The Russian energy giant has stopped supplies to a number of European countries, including Poland, Bulgaria, Finland and the Netherlands.

Germany, which has also faced lower Russian flows, announced on Sunday its latest plan to increase gas storage levels and said it could restart coal-fired power plants that it had aimed to phase out.

“That is painful, but it is a sheer necessity in this situation to reduce gas consumption,” said German Economy Minister Robert Habeck, a member of the Green party that has pushed for a faster exit from coal, which produces more greenhouse gases.

“But if we don’t do it, then we run the risk that the storage facilities will not be full enough at the end of the year toward the winter season. And then we are blackmailable on a political level,” he said.

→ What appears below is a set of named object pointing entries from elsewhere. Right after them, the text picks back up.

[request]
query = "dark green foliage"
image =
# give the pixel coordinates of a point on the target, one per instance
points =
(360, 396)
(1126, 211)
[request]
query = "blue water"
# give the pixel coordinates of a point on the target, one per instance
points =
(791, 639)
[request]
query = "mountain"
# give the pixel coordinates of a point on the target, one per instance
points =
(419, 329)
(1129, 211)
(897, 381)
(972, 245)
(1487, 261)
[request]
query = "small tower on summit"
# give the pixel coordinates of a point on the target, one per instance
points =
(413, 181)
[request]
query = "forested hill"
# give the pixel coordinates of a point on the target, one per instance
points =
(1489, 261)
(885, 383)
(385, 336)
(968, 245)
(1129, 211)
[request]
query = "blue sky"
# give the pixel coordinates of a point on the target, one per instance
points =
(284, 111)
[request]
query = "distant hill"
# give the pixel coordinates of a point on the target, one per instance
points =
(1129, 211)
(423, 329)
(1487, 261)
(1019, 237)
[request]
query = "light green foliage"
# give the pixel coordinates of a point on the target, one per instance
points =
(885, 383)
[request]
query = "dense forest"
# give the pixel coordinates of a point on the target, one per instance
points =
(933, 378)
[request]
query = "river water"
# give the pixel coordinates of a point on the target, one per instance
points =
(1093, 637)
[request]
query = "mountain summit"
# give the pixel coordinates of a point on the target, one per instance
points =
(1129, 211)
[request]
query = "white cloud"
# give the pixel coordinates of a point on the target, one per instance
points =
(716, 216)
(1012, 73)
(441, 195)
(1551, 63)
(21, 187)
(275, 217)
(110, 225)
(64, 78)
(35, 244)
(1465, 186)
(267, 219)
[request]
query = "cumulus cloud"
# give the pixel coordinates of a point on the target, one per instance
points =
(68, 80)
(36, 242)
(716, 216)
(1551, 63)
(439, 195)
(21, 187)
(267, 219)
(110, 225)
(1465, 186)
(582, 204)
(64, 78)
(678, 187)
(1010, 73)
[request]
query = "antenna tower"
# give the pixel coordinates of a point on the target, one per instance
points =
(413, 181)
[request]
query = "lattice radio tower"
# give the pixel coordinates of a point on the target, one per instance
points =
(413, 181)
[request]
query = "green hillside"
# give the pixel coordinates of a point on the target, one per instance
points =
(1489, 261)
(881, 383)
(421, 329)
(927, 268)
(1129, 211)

Russia repeated on Monday that Europe only had itself to blame for the gas crisis after the West imposed sanctions in response to Moscow’s invasion of Ukraine, a gas transit route to Europe, as well as a major wheat exporter.

Dutch front-month gas contract, the European benchmark, was trading around 124 euros ($130) on Monday, down from this year’s peak of 335 euros but still up more than 300% on its level a year ago, before prices started rocketing higher.

The chief executive of Germany’s largest power producer RWE, Markus Krebber, said power prices could take three to five years to fall back to lower levels.

Russian gas flows to Germany through the Nord Stream 1 pipeline, the main route supplying Europe’s biggest economy, were still running at about 40% of capacity on Monday, even though they had edged up from the start of last week.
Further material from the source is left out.